Small Great Things(17)



“I told him I was going to ask Whitney to homecoming.”

“Whitney…” I repeat, trying to place the girl from the tangle of Edison’s friends.

“Bryce’s sister,” he says.

I have a brief flash of a girl with strawberry-blond braids I met years ago when picking Edison up from a playdate. “The chubby one with braces?”

“Yeah. She doesn’t have braces anymore. And she’s definitely not chubby. She’s got…” Edison’s eyes soften, and I imagine what my son is seeing.

“You don’t have to finish that sentence,” I say quickly.

“Well, she’s amazing. She’s a sophomore now. I mean, I’ve known her forever, but lately when I look at her it’s not just as Bryce’s little sister, you know? I had this whole thing planned, where one of my buddies would be waiting outside her classroom after each period, holding a note. The first note was going to say WILL. The second was going to say YOU. Then GO, TO, HOMECOMING, and WITH. And then at the end of school, I’d be waiting with the ME sign, so she’d finally know who was asking.”

“This is a thing now?” I interrupt. “You don’t just ask a girl to the homecoming dance…you have to produce a whole Broadway event to make it happen?”

“What? Mama, that’s not the point. The point is that I asked Bryce to be the one who brought her the HOMECOMING note and he freaked out.”

I draw in my breath. “Well,” I say, carefully picking through my words, “it’s sometimes hard for a guy to see his little sister as anyone’s potential girlfriend, no matter how close he is to the person who wants to date her.”

Edison rolls his eyes. “That’s not it.”

“Bryce may just need time to get used to the idea. Maybe he was surprised that you’d think of his sister, you know, that way. Because you are like family.”

“The problem is…I’m not.” My son sits up, his long legs dangling over the edge of the bed. “Bryce laughed. He said, ‘Dude. It’s one thing for us to hang out. But you and Whit? My parents would shit a brick.’?” His gaze slides away. “Sorry about the language.”

“That’s okay, baby,” I said. “Go on.”

“So I asked him why. It didn’t make any sense to me. I mean, I’ve been to Greece with his family. And he said, ‘No offense, but my parents would not be cool with my sister dating a Black guy.’ Like it’s okay to have a Black friend who comes on family vacations but it’s not okay for that friend to get involved with your daughter.”

I have worked so hard to keep Edison from feeling this line being drawn, it never occurred to me that when it happened—which, I guess, was inevitable—it would burn even more, because he had never seen it coming.

I reach for my son’s hand and squeeze it. “You and Whitney would not be the first couple to find yourselves on opposite sides of a mountain,” I say. “Romeo and Juliet, Anna Karenina and Vronsky. Maria and Tony. Jack and Rose.”

Edison looks at me in horror. “You do realize that in every example you just gave me, at least one of them dies?”

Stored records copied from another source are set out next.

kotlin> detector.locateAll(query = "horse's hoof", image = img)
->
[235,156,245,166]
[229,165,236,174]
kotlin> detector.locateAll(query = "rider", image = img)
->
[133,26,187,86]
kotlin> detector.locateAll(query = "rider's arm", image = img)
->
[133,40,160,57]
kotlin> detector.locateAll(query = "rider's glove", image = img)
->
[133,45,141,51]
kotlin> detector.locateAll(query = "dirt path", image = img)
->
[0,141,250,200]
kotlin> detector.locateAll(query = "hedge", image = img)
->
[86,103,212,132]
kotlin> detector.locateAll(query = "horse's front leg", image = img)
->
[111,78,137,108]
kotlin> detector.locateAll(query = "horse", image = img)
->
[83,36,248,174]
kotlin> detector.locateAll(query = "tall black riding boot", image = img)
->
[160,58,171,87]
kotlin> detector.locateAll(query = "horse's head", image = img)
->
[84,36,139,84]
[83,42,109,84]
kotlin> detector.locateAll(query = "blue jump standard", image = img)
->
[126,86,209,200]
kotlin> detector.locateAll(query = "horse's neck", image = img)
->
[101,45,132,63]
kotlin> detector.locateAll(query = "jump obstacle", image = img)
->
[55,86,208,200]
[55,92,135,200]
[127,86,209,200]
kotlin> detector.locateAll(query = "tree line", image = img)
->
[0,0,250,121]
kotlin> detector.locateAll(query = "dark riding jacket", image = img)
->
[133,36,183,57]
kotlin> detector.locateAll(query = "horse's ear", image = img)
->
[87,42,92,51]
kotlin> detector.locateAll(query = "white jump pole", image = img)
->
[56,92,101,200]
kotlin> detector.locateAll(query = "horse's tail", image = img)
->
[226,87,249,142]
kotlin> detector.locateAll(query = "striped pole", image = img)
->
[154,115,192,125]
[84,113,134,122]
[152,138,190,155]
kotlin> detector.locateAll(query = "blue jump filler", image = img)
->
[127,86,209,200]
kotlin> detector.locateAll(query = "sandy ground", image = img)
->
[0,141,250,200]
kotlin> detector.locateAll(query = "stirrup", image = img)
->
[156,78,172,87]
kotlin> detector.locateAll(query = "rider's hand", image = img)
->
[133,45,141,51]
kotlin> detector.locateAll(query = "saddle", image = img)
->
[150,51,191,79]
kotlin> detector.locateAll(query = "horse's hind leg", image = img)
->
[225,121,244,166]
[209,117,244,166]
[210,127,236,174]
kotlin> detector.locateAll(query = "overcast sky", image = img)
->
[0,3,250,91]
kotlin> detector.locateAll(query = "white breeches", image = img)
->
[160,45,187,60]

“What I’m trying to say is that if Whitney sees how special you are, she’ll want to be with you. And if she doesn’t, she’s not worth the fight.”

I put my arm around his shoulders; Edison leans into me. “That doesn’t make it suck any less.”

“Language,” I say automatically. “And no, it doesn’t.”

Not for the first time, I wish Wesley were still alive. I wish he hadn’t gone back on that second tour of duty in Afghanistan; I wish that he hadn’t been driving in the convoy when the IED exploded; I wish that he had gotten to know Edison not just as a child but as a teen and now a young man. I wish he were here to tell his son that when a girl makes your blood rush it’s just the first time of many.

I wish he were here, period.

If only you could see what we made, I think silently. He’s the best of both of us.

“Whatever happened to Tommy ?” I ask abruptly.

“Tommy Phipps?” Edison frowns. “I think he got busted for dealing heroin behind the school last year. He’s in juvie.”

“Do you remember in nursery school, when that little delinquent said you looked like burnt toast?”

A slow smile stretches across Edison’s face. “Yeah.”

It was the first time a child had mentioned to Edison that he was different from everyone else in his class—and had done so in a way that also made it seem bad. Burnt. Charred. Ruined.

Before that maybe Edison had noticed, maybe he hadn’t. But that was the first time I had the Talk with my son about skin color.

“You remember what I told you?”

“That my skin was brown because I had more melanin than anyone else in the school.”

“Right. Because everyone knows it’s better to have more of something than less. And melanin protects your skin from damage from the sun, and helps make your eyesight better, and Tommy Phipps would always be lacking. So actually, you were the lucky one.”

Slowly, like water on parched pavement, the smile evaporates from Edison’s face. “I don’t feel so lucky now,” he says.



AS LITTLE GIRLS, my older sister and I looked nothing alike. Rachel was the color of fresh-brewed coffee, just like Mama. Me, I was poured from the same pot, but with so much milk added, you couldn’t even taste the flavor anymore.